Chung Cheng High School was named after Chiang Kai-shek, Premier of the Republic of China, to attract students and boost the school's reputation.

===Uniform and attire===
Chung Cheng High (Main)'s uniform consists of a white studded shirt with eight-pleated skirts for female students, shorts for male students in lower secondary levels, or long pants for boys in upper secondary levels. The studded shirt features two chest pockets and seven metal buttons in total, two the shoulders, two on each pocket and three down the front, a distinct feature of its heritage as a former Chinese middle school.
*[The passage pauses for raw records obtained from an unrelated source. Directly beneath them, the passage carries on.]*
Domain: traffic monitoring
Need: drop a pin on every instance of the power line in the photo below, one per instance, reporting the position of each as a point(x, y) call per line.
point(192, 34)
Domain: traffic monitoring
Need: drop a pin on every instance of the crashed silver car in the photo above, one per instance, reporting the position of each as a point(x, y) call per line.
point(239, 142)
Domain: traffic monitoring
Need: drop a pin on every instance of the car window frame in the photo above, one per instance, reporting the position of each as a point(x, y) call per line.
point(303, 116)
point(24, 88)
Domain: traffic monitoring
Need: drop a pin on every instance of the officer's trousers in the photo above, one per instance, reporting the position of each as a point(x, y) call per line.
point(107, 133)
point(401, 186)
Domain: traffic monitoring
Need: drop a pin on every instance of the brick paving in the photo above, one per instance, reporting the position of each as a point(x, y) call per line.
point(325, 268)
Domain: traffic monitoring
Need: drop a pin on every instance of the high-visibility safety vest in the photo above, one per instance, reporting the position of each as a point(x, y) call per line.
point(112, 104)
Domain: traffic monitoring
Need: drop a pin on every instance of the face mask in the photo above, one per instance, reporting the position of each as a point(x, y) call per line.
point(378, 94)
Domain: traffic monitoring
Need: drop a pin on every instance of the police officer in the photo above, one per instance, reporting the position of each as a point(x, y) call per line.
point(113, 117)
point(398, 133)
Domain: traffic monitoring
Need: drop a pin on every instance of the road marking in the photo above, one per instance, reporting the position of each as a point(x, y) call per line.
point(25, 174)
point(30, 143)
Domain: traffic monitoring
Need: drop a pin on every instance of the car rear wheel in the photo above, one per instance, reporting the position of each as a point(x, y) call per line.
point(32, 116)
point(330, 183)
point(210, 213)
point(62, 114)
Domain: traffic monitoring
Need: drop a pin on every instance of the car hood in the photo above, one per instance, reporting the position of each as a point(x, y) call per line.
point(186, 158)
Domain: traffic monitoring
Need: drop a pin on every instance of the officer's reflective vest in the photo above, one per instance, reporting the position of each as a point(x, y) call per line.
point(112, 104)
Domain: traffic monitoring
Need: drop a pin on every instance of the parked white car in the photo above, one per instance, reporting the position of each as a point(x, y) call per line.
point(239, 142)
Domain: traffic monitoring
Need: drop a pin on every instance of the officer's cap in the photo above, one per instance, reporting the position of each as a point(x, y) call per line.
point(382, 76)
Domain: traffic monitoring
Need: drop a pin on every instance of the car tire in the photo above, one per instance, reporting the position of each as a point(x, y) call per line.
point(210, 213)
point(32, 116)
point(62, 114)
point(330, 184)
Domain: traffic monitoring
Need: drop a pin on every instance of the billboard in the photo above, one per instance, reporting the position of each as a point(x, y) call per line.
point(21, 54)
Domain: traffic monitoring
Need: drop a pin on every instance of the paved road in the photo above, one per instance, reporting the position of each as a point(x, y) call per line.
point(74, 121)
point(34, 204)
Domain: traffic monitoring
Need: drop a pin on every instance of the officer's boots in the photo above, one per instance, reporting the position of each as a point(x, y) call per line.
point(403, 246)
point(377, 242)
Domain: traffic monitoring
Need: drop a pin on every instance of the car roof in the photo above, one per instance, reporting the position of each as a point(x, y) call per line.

The school badge and a red name tag is worn with the uniform, with the exception of councillors which features distinct badges. A red school tie is worn during important school functions.

==Affiliations==
Chung Cheng High School (Main) is affiliated with its former branch school, Chung Cheng High School (Yishun), located at Yishun Street 61. Both schools are affiliated to Nanyang Junior College, located at Serangoon Avenue 3.

==Campus==
Chung Cheng High School (Main) is renowned for its lake, known as the Zhongzheng Lake. The administration building (Zhulin Building), a gazetted national monument on 10 July 2014, has the auditorium which was the largest in the whole Southeast Asia region when it was opened. The building was designed by Ho Beng Heng, an alumnus of the school. Constructed using reinforced concrete, the building features a modern functional layout displaying Chinese architectural identities such as the prominent double-tier roof with glazed Chinese tiles, and cloud and bat motifs.

The Entrance Arch of the school, also a gazetted national monument, features stylised motifs of bats, which represent good fortune and happiness. Ornamented stone pedestals clad the base of the posts, which are believed to resemble calligraphy brushes.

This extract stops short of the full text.